For me, the big takeaway from Timoner’s documentary is how skillfully the film shows Brand developing from a goofy teenager into a serious philosopher, trying to devote his comedy to a higher cause. Like Jesus, Gandhi and Malcolm X, Brand says he wants to create a “Utopian revolution, free from the tyranny of materialism…” How can one not respect both the movie and the man?
Anyone who is slightly independently minded will see herself in parts of this film. For example, when a very young Brand is starting out as a comedian, rather than wait to be discovered, he rents venues to present himself… sort of like an independent filmmaker, creating and financing work outside the mainstream producing system.
In the film, we watch Brand develop his universal philosophy as he develops his successful career. Through drug addiction, sex addiction and a horrifying marriage to Katy Perry, we see Brand grow up. What is great is that the film gives us a good window in on how a great, talented artist develops not just his gift, but also great wisdom and generosity of spirit.
Brand is shown as his own best shrink. He concludes that “narcissism and ego are essential components for anyone who is going to change the world.” How both navel-observant and wise is that statement!
I believe that Brand: A Second Coming presents its protagonist very objectively; however the film caused this writer to become much more of a fan of Brand. He makes comedy that is “dangerous, subversive and speaks the truth.” That he does! Also he writes a book in two months, has time for lots of non-males, school kids, and much more! I think my favorite scene is the one where he totally and brilliantly reduces MSNBC host Mika Brzezinski to a helpless deer in the headlights state, totally unable to deal with improvised, unscripted conversation, thereby hilariously proving his point that the people in the mainstream media are dullards and “spew filth.”
My only criticism about Brand: A Second Coming is that I wanted to know more about how Brand got to be the way he is.

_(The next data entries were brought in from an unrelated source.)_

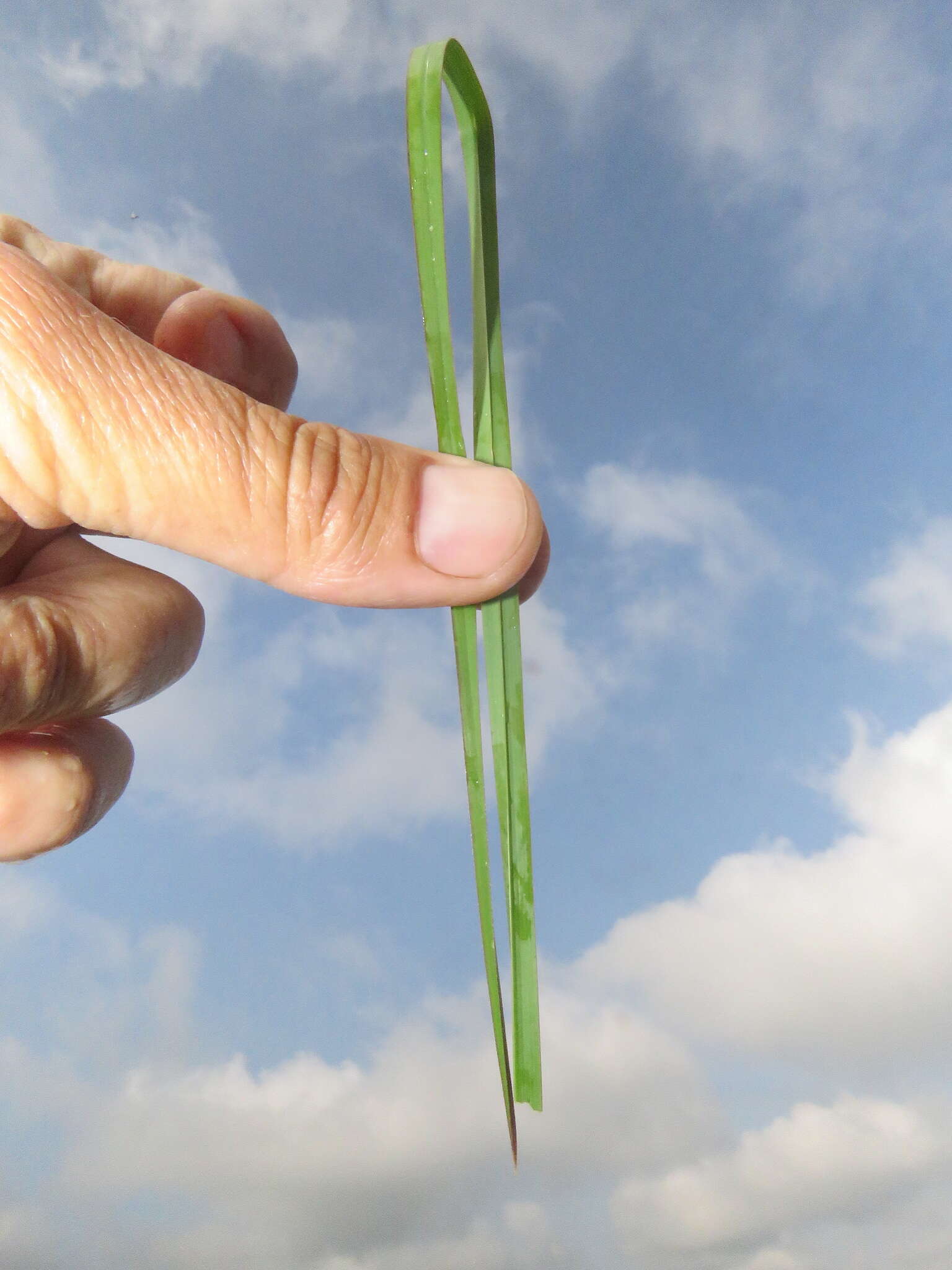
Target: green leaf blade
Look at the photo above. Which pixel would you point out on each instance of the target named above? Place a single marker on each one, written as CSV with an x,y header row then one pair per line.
x,y
432,66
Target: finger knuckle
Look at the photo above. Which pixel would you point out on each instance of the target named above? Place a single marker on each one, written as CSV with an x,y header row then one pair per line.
x,y
342,489
42,664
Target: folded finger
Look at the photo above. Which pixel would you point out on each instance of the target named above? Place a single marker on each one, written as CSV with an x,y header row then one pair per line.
x,y
84,634
229,337
59,781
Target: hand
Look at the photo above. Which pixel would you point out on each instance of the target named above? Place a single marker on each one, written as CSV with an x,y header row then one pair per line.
x,y
138,403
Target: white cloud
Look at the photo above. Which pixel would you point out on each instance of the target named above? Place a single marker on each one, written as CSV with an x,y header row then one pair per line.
x,y
186,246
814,1162
818,113
842,954
712,551
361,51
910,601
252,1151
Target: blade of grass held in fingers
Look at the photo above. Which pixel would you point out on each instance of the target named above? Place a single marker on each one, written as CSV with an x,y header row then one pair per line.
x,y
432,66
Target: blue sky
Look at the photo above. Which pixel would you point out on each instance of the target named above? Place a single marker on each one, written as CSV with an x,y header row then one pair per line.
x,y
243,1019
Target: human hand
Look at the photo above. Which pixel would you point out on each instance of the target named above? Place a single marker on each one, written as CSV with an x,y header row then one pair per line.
x,y
136,403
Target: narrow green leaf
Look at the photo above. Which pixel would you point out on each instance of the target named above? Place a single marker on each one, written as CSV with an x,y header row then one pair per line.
x,y
432,66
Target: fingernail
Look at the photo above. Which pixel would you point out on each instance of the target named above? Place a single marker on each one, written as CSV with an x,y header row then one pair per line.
x,y
223,350
472,518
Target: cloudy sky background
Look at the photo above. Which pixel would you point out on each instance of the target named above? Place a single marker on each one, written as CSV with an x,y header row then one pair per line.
x,y
243,1021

How did he become such a sophisticated wordsmith? What made him such a shit-disturber? The film shows you his journey, but doesn’t explain it. We don’t see enough of the influences behind the humanoid called Russell Brand. Why do most comedians, like Jay Leno, etc., give us empty-calorie baby food, yet Brand launches good solid healthy tofu? Brand has an epiphany when he is in Africa. You can clearly see what a big soul this guy has. Africa solidifies forever Brand’s intention to make the world a better, fairer place.

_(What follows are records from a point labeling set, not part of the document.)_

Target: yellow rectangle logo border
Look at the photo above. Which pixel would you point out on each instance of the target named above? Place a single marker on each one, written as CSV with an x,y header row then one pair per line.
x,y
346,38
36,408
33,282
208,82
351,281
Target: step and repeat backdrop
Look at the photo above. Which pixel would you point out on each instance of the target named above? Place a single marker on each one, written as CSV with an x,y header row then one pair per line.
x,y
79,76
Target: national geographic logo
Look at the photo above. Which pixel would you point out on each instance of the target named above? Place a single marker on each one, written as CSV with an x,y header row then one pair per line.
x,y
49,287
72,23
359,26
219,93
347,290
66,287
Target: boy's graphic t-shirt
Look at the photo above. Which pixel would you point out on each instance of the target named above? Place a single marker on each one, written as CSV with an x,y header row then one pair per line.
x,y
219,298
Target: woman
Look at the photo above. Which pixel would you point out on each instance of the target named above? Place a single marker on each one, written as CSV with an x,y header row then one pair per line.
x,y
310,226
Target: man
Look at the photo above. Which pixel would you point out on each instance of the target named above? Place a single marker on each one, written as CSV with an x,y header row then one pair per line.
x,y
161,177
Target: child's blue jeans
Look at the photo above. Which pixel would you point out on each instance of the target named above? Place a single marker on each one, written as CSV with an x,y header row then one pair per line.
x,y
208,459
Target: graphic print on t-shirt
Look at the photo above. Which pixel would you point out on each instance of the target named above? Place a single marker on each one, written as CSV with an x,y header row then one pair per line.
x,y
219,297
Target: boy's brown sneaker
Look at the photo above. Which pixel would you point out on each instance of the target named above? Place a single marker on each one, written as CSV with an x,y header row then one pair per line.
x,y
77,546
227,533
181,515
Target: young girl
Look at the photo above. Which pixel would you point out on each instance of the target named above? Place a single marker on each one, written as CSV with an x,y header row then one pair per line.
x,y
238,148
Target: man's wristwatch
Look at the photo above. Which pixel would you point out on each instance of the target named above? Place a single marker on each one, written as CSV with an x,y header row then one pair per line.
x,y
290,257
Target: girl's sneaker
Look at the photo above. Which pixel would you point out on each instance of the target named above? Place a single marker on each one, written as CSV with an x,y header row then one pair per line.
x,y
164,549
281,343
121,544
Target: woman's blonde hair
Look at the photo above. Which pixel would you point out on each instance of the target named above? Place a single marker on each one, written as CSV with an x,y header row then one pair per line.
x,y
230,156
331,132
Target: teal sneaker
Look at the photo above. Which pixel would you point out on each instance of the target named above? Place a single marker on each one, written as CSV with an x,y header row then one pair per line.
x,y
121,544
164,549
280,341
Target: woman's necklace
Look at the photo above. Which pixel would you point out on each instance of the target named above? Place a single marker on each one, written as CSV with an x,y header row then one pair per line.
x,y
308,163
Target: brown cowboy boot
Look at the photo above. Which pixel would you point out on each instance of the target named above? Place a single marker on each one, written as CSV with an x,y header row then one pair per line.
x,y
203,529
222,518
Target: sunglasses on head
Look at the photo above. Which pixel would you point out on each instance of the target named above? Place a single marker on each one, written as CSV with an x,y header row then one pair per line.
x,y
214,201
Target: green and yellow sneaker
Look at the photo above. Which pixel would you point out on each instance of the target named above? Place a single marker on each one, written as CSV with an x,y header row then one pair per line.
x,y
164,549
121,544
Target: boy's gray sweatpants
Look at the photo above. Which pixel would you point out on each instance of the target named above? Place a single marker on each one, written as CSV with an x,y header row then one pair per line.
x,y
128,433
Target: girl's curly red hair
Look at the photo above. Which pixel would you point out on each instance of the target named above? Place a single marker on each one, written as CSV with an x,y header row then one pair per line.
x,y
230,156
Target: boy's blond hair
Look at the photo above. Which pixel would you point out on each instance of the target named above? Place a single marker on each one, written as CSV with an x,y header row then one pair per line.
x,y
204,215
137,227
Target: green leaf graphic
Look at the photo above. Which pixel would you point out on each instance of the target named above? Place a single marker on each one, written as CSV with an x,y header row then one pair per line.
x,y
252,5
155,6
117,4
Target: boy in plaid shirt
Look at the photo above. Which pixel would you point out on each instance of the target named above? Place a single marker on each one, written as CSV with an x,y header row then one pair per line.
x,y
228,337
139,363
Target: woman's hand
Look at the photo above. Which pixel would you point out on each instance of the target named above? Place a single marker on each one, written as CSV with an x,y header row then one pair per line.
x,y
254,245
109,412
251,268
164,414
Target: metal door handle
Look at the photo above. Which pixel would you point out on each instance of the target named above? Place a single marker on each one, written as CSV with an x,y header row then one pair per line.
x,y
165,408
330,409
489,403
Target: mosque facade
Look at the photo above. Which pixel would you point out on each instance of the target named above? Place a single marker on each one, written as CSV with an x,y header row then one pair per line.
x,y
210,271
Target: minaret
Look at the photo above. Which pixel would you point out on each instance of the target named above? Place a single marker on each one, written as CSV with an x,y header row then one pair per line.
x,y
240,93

Whilst I believe that Brand is incorrect in seemingly blaming only the Corporate Elite (as if it were that simple — the citizens of the world are under the thumb of not just the Corporate Elite, but also the Labor Elite and the Bureaucratic Elite… ), because of this fine, fascinating documentary, I for one will be very interested and excited to see what Brand will accomplish 30 years from now!